Dr. Sekhon said that as physician shortages worsen, patients will turn to AI tools out of necessity rather than preference. While AI may help streamline care, he said its financial and clinical impact remains uncertain.

“AI has struggled to show that it has value,” he said. “Other than people losing their jobs.”

Patients are already using tools like ChatGPT to research symptoms and treatment options, he added, and he said that trend will only accelerate.

What will ultimately expand outpatient spine care

Rather than a single technological leap, Dr. Sekhon believes outpatient spine surgery will expand through a convergence of factors. Better anesthesia. Smaller incisions. Improved patient education. More sophisticated home care models. “We need to get better at hospital at home,” he said.

If patients can safely receive nursing care and monitoring at home, he said, procedures that once required inpatient stays may become feasible in ambulatory settings.
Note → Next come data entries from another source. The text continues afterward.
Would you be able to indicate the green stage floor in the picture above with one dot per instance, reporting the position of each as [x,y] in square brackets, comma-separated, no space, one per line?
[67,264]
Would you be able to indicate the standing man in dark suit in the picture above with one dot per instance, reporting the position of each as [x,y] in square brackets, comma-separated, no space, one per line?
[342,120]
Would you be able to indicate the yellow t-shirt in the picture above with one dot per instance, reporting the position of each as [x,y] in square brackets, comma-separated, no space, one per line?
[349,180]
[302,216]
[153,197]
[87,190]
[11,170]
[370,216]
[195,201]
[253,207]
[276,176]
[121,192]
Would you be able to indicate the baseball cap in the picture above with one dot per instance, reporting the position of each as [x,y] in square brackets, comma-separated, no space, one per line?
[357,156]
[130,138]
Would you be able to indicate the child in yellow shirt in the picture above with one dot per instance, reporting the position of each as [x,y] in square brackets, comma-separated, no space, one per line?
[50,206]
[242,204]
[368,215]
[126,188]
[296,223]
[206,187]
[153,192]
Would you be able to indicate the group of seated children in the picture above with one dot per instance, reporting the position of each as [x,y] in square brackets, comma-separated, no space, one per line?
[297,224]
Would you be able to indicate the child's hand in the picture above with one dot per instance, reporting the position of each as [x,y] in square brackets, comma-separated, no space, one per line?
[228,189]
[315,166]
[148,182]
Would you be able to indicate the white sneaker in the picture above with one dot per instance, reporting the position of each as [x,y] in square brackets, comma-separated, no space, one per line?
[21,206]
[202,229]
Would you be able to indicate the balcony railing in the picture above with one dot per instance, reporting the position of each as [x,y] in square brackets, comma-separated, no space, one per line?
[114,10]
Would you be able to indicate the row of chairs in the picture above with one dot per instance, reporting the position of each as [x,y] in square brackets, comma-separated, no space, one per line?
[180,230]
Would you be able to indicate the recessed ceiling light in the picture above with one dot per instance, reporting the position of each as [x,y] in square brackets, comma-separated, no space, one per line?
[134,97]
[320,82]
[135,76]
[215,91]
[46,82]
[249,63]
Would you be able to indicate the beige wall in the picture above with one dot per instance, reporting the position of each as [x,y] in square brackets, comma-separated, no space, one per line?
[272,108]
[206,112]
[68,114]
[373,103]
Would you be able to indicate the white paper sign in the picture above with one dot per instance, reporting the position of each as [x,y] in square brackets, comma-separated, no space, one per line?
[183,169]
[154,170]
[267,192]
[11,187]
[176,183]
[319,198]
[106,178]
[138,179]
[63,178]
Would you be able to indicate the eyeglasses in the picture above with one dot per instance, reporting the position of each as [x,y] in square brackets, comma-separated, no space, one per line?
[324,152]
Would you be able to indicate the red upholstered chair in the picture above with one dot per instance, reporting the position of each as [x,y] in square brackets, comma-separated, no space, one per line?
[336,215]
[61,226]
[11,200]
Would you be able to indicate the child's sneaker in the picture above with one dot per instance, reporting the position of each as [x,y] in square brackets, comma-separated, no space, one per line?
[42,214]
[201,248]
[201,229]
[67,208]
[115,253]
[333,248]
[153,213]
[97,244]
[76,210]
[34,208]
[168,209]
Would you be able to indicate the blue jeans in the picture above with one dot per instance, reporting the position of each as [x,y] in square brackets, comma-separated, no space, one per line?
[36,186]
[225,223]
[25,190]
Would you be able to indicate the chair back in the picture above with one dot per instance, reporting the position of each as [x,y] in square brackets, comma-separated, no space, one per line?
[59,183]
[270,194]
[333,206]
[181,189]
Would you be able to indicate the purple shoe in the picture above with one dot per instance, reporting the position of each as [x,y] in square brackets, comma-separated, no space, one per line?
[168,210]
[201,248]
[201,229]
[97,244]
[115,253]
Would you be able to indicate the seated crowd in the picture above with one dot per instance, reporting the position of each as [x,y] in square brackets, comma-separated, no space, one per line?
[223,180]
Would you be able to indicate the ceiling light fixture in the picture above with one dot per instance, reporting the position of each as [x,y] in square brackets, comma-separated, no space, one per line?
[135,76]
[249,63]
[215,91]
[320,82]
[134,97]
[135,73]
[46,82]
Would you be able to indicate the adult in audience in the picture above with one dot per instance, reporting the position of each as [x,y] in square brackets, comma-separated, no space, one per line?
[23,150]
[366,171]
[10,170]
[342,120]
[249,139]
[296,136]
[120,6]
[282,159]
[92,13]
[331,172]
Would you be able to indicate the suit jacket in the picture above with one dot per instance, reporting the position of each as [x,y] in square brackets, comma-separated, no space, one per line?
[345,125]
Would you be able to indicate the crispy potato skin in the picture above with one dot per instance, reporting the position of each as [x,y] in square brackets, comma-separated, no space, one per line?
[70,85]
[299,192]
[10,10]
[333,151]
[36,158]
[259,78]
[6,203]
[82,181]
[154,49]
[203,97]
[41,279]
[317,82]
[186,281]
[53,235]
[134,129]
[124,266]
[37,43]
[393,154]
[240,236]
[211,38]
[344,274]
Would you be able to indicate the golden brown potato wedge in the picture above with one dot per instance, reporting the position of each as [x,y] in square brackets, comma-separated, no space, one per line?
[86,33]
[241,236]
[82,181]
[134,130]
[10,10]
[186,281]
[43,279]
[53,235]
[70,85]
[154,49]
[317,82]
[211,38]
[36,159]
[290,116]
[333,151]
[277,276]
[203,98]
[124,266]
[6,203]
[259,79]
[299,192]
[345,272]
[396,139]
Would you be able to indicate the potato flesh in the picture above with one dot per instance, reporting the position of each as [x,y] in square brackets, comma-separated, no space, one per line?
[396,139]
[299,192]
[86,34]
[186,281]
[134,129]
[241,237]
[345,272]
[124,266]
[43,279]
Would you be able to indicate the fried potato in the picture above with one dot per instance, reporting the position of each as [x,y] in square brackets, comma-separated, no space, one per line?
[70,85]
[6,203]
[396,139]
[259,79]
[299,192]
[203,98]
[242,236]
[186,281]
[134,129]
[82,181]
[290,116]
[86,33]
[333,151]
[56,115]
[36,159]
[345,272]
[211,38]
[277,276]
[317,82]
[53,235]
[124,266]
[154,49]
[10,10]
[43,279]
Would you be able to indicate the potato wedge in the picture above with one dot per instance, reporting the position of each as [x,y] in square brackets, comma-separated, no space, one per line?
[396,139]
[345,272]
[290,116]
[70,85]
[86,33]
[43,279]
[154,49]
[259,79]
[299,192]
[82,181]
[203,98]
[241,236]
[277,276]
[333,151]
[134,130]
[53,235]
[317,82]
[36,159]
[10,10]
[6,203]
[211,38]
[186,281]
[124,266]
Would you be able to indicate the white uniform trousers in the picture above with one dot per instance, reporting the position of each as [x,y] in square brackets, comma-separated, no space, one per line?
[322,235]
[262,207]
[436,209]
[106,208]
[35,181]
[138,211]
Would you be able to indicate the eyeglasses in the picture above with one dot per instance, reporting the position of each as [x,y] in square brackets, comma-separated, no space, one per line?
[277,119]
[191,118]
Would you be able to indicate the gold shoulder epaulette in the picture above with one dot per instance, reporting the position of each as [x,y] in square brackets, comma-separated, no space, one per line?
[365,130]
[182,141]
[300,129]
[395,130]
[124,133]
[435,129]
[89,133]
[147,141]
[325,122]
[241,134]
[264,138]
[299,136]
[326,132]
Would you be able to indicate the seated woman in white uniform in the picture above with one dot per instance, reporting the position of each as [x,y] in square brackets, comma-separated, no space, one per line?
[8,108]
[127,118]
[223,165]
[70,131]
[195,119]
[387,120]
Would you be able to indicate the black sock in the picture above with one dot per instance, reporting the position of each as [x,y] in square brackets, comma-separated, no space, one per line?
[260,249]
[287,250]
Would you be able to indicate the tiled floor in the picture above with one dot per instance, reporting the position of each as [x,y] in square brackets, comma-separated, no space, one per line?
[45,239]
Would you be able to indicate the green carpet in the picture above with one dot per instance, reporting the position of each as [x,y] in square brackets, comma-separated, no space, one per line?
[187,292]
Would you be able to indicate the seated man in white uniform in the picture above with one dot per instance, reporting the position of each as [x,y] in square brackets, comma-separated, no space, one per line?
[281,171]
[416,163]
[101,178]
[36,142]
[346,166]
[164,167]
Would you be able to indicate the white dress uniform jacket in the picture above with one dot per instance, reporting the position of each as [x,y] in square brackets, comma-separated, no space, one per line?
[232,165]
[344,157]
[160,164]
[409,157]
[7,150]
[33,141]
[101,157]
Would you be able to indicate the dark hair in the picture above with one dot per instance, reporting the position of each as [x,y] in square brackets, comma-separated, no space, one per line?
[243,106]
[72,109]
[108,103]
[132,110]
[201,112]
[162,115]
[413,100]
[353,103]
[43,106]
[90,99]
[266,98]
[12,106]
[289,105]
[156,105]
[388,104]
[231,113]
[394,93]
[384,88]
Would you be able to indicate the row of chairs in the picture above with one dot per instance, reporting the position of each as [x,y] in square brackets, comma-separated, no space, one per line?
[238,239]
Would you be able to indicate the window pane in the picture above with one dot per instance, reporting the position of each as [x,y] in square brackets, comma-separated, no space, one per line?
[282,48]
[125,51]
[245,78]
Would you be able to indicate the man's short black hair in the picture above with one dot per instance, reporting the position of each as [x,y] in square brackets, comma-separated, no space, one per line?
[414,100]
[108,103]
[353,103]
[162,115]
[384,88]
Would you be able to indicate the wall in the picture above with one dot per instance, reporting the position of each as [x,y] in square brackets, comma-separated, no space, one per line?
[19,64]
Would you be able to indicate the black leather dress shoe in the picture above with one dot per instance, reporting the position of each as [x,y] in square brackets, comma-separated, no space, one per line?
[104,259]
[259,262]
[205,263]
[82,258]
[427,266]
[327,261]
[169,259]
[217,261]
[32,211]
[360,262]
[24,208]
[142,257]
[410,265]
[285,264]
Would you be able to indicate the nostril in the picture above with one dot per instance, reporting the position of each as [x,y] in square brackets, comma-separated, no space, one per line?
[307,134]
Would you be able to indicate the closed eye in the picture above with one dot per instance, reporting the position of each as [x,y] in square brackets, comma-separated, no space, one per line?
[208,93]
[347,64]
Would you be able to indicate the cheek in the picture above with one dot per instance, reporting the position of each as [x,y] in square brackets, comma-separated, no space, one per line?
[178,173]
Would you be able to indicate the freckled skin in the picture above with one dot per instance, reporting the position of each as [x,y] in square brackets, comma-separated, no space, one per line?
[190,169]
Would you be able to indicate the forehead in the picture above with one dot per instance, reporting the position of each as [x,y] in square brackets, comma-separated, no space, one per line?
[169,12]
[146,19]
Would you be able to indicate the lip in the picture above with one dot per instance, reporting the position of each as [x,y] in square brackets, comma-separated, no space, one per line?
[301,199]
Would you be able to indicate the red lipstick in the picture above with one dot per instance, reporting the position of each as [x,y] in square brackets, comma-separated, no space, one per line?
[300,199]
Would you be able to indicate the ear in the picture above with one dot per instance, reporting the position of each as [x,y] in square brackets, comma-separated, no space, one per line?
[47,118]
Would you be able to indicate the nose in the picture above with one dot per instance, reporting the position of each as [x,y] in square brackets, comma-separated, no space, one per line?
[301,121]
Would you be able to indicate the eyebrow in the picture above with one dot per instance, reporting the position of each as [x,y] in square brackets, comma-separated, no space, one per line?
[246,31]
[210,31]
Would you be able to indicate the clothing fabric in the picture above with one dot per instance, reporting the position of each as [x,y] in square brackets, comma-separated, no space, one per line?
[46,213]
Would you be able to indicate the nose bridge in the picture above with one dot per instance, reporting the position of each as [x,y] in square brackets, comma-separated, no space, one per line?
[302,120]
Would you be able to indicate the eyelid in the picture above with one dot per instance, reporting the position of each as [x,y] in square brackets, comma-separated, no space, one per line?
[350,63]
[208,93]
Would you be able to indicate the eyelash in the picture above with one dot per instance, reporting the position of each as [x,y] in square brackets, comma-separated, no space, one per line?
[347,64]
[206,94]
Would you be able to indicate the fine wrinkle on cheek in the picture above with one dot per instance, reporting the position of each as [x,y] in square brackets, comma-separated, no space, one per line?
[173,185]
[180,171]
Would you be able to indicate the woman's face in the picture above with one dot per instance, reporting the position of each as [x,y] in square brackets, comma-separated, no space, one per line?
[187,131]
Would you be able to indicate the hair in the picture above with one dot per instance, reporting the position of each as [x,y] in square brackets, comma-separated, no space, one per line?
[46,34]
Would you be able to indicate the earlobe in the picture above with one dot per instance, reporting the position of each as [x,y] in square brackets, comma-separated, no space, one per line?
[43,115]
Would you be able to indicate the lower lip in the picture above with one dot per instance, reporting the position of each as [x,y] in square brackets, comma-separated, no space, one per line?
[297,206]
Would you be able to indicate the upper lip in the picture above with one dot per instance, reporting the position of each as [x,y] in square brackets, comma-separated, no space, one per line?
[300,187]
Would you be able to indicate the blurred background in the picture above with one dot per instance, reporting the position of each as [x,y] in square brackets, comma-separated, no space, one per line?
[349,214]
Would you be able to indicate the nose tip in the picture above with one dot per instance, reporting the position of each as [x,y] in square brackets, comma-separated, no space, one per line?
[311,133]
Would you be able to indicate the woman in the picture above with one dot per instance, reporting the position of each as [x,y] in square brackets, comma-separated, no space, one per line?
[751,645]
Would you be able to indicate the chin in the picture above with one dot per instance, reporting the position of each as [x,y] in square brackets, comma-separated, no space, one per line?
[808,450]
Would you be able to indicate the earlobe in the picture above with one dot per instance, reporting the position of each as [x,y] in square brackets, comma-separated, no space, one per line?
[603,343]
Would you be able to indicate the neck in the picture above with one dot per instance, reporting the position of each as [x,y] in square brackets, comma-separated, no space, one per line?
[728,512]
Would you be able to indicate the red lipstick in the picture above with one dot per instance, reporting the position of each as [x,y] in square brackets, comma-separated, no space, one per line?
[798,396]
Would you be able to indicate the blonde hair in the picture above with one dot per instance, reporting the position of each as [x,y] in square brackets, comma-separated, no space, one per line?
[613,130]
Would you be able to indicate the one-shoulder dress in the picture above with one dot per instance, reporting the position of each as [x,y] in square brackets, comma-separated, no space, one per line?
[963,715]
“That’s the thing that’s going to supplement ASCs,” he said.

A realistic outlook

Dr. Sekhon does not sugarcoat the challenges facing healthcare. He described the system as strained and slow to adapt, but said he remains cautiously hopeful, drawing on a broader perspective shaped by having grown up outside the U.S.

“There’s a lot of good people out there,” he said. “This is a great country.”

If the healthcare system can weather the next few years, he believes the current moment could ultimately prove constructive. “I always like to think that the right and the good things, in the end, they come out,” he said, adding that the period ahead may serve as “a learning lesson for everyone” before things begin to normalize.